The elegance of Google Translate
« previous post | next post »
When I was in graduate school, some of my best friends were mathematicians. I was always intrigued by their approach to problem solving. They told me that merely solving problems was not satisfying to them. Rather, their goal was to solve problems elegantly.
This morning, I was reminded of the modus operandi of mathematicians when I asked Google Translate (GT) to render a short passage of German into English.
Here's the original text:
"Dass der deutsche Fußball im Namen einer Diktatur handelt, macht mir Angst. Der Einfluss der Chinesen auf die Wirtschaft ist stark gewachsen, auch auf unser ganzes Leben. Die meisten Europäer registrieren das gar nicht."
Here's the result from GT:
That the German football acts in the name of a dictatorship scares me. The Chinese influence on the economy has grown a lot, including our lives. Most Europeans do not register that.
GT slightly cleaned up by VHM:
That German football acts in the name of a dictatorship scares me. Chinese influence on the economy has grown greatly, also on our entire lives. Most Europeans do not realize that.
I was struck by the economy of expression of the GT translation. Not only is it basically accurate, it is fundamentally felicitous and idiomatic. Indeed, I almost feel as though the GT version of the second sentence is in some respects superior to my own "improved" rendering.

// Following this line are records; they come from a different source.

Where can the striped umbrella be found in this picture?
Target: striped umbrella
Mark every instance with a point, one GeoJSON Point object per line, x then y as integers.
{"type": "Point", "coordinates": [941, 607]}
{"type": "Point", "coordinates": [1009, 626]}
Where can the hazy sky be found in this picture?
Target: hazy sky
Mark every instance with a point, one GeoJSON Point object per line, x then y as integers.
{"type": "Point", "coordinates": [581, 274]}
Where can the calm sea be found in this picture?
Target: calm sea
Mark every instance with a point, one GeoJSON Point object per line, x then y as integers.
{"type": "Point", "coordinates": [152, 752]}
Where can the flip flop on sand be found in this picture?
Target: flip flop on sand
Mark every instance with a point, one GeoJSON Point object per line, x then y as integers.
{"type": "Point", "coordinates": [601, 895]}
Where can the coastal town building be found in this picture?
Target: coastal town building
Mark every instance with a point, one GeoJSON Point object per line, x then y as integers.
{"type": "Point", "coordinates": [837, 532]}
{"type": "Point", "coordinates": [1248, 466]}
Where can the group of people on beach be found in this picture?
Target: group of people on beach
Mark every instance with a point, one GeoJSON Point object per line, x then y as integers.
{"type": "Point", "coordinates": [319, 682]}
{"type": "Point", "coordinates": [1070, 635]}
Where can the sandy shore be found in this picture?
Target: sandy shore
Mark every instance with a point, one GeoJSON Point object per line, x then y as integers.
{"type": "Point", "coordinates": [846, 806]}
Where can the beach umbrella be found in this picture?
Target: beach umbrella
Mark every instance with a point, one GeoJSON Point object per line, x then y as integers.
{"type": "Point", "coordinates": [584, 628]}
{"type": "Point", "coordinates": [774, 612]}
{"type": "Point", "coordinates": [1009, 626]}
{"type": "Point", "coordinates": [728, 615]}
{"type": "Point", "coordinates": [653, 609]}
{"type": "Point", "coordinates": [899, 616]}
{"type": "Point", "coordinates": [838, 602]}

The best authors are often those who write with tight terseness. In a way, you could they are bordering on writing prose in a poetic mode. Overall, as has often been pointed out on Language Log, English has a genius for concision.
"Economy of expression" (6/14/16) — includes a couple of other citations
It was GT's ability to capture this intrinsic spirit of conciseness that gave me such a thrill when I saw what it did in English with the German original.
Here at Language Log, we carry out a lot of playful experiments with GT and other types of AI, for which see the posts to the "Elephant semifics" topic. I also want to pay tribute to GT for its elegance and practicality, its sheer usefulness.
See:
"The wonders of Google Translate" (9/22/17)
"Don't blame Google Translate" (2/4/18)
"Google Translate is even better now" (9/27/16)
"Google is scary good" (7/31/17)
[h.t. Jichang Lulu]
Philip Taylor said,
March 10, 2018 @ 12:46 pm
An alternative version an English friend who speaks German fluently :
Laura Morland said,
March 10, 2018 @ 12:50 pm
I almost agree with you about the 2nd sentence being "superior," although I would concur with your evident decision that "a lot" is too colloquial.
And why, I wonder, did GT not see fit to translate "ganzes"?
milu said,
March 10, 2018 @ 12:56 pm
i don't follow GT's tech news closely, but i recently (a month or two ago?) noticed a really impressive uptick in Greek > English translation quality. i don't do enough EN > GR (the reverse pair) to figure out whether the underlying engine has been improved or only the English "grammaticality" module, if there's such a thing (well surely there is).
Lukas said,
March 10, 2018 @ 1:51 pm
Deepl.com, a deep-learning based translator, turns it into:
"The fact that German football is acting in the name of a dictatorship frightens me. The Chinese influence on the economy has grown considerably, including our whole lives. Most Europeans do not even register this."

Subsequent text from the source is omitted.